- dataset
- target (y) which what we want to optimize
- features (x1, x2, x3 etc...) that are the "inputs" or helpers to determine y
- model: predicts Y depending on the Xs and some input
- cost function: measure the errors between y and the predictions
- minimize algorithm: minimize the errors
Also note that m is the number of rows in the dataset and n the number of features
- dataset:
| y (cost) | x1 (size) | x2(place) | x3(quality) |
|---|---|---|---|
| 300k | 150m2 | Paris | 4 |
| 200K | 100m2 | Lyon | 2 |
| 250k | 125m2 | Bordeaux | 3 |
- model of:
f(x) = ax + b(affine func)
Where we don't know a and b => it's the machine role to determine these. At the beginning, we don't know these, so we put in random numbers and we trace the function in a graph.

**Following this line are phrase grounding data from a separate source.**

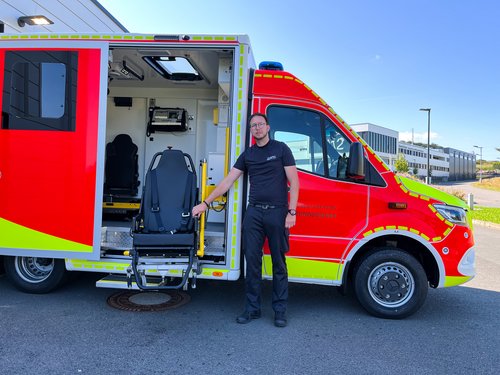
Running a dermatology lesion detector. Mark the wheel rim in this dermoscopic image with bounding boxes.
[16,257,54,283]
[368,262,415,308]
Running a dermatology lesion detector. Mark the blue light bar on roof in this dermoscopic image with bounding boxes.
[259,61,283,71]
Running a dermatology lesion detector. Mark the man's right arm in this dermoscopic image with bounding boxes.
[192,167,243,217]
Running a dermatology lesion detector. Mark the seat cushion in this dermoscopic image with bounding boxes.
[133,233,194,247]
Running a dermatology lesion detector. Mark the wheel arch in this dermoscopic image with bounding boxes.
[343,231,445,288]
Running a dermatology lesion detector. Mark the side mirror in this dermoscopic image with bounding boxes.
[347,142,365,180]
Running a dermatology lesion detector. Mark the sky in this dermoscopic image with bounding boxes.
[99,0,500,161]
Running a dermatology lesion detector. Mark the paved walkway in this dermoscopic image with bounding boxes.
[439,181,500,208]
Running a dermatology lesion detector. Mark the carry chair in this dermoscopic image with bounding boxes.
[128,149,197,290]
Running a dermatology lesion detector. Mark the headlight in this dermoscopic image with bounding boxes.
[434,204,467,225]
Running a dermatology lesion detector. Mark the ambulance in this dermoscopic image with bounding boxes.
[0,34,475,319]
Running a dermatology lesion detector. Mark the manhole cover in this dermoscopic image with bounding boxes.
[108,290,191,312]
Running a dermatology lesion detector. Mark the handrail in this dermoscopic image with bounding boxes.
[196,159,207,257]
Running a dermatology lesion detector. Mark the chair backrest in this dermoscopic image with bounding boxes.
[141,150,197,233]
[104,134,139,196]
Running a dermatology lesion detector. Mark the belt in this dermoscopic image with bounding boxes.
[248,203,285,210]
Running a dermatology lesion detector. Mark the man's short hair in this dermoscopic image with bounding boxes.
[248,112,269,125]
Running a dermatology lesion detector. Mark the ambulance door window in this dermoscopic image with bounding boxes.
[267,106,328,176]
[324,119,351,179]
[2,51,78,131]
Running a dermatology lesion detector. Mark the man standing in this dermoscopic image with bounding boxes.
[192,113,299,327]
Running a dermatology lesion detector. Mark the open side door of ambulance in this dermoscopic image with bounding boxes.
[0,39,108,259]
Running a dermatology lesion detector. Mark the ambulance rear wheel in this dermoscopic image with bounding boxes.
[5,257,67,294]
[354,248,428,319]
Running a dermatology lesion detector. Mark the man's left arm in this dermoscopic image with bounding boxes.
[285,165,299,228]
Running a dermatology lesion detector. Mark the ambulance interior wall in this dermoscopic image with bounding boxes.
[106,87,224,222]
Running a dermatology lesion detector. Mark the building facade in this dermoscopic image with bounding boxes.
[398,142,450,182]
[444,147,476,181]
[351,123,476,182]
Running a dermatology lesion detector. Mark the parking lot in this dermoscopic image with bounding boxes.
[0,227,500,374]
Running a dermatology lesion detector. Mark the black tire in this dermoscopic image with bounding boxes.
[354,248,429,319]
[4,257,68,294]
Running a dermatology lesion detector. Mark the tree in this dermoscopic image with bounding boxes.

- cost function (conventially called J)
For that, let's use the euclidian norme calculating the distance between two points in the graph: a point of the dataset and the point on the same x that cross the line in the graph. The distance between the two points is calculated with: (f(xi) - yi)^2
We can now define J and make the parameters a and b vary: J(a, b) = (1/2m) x sum(f(xi) - yi)^2 where i is the position of x in the features. This function is called Mean squared error
- minimize function
One of these is the Gradient Descent: find the minimum of any convex function( like the square one for example without multiple local minimums)
Alpha (learning rate - it's like a step to find the minimum in the Gradient descent)
dimension m x n has m line and n columns